Philosophe, essayiste et animateur de télé (sur Arte), Raphael Enthoven s'est livré à une charge pour le moins audacieuse contre Uber

Philosophe, essayiste et animateur de télé (sur Arte), Raphael Enthoven s'est livré à une charge pour le moins audacieuse contre Uber - Eric Feferberg - AFP

Invité par la fédération du e-commerce (la Fevad) à disserter lors de sa conférence annuelle, le philosophe et animateur de télé Raphael Enthoven a enjoint la France à résister contre l’économie collaborative.

"Ce qu’on décrit comme l’économie collaborative, cette soi-disante idée neuve, a en fait été inventée par le parti communiste chinois dans les années 50." Le philosophe et animateur de télé Raphael Enthoven était très remonté ce jeudi 2 juillet contre Uber et l’économie collaborative en général. Invité par la Fevad à disserter à l’occasion de la conférence annuelle de la fédération du e-commerce, l’agrégé de philosophie s’est fendu d’un cours d’économie mâtiné d’histoire des idées politiques (le verbatim complet est disponible sur le site de Challenges). Avec, il faut bien l’avouer, un audacieux parallèle entre Uber et la Chine de Mao.

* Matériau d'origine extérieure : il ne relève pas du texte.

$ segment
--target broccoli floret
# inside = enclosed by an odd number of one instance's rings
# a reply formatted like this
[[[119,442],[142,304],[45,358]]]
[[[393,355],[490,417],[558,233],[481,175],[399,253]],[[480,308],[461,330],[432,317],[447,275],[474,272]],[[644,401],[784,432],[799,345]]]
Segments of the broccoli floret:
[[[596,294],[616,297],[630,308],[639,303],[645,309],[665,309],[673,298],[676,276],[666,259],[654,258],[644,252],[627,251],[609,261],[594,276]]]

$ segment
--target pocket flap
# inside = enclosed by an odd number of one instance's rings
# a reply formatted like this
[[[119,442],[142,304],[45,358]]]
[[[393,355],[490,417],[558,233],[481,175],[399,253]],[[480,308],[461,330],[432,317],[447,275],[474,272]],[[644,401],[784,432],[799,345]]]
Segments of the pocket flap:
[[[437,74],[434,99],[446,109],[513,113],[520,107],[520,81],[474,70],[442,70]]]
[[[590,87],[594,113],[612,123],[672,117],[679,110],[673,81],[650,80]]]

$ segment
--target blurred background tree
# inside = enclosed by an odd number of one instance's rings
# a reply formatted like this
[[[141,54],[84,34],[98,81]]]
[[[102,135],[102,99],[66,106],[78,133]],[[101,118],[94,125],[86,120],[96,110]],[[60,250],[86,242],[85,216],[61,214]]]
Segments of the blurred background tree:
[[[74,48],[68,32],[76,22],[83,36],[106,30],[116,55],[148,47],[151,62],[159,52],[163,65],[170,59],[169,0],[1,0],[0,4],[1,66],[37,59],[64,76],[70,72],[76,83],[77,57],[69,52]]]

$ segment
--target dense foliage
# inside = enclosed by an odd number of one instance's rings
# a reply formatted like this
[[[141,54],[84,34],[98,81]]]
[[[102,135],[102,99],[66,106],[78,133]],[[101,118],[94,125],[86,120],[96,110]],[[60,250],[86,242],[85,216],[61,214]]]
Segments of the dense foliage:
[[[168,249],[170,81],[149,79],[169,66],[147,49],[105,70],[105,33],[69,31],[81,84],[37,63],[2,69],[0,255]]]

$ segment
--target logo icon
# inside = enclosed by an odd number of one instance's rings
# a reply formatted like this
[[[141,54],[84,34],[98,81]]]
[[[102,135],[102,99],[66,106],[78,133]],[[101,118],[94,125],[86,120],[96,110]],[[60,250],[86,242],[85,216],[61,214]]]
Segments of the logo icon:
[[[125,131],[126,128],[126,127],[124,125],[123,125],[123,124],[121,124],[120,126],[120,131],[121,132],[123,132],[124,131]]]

Car selon lui, l’économie collaborative c’est l’équivalent de la "ligne de masse" du PC chinois qui consistait dans les années 50 à recueillir les idées du peuple dans des sortes de cahiers de doléances pour les faire remonter à Pékin et ainsi produire des lois directement dictées par la volonté populaire. "Mais en réalité tout était écrit par avance, explique Raphael Enthoven, et l’on ne faisait que prélever parmi ces doléances les choses déjà écrites. C’est ça qu’on appelle démocratie participative en France."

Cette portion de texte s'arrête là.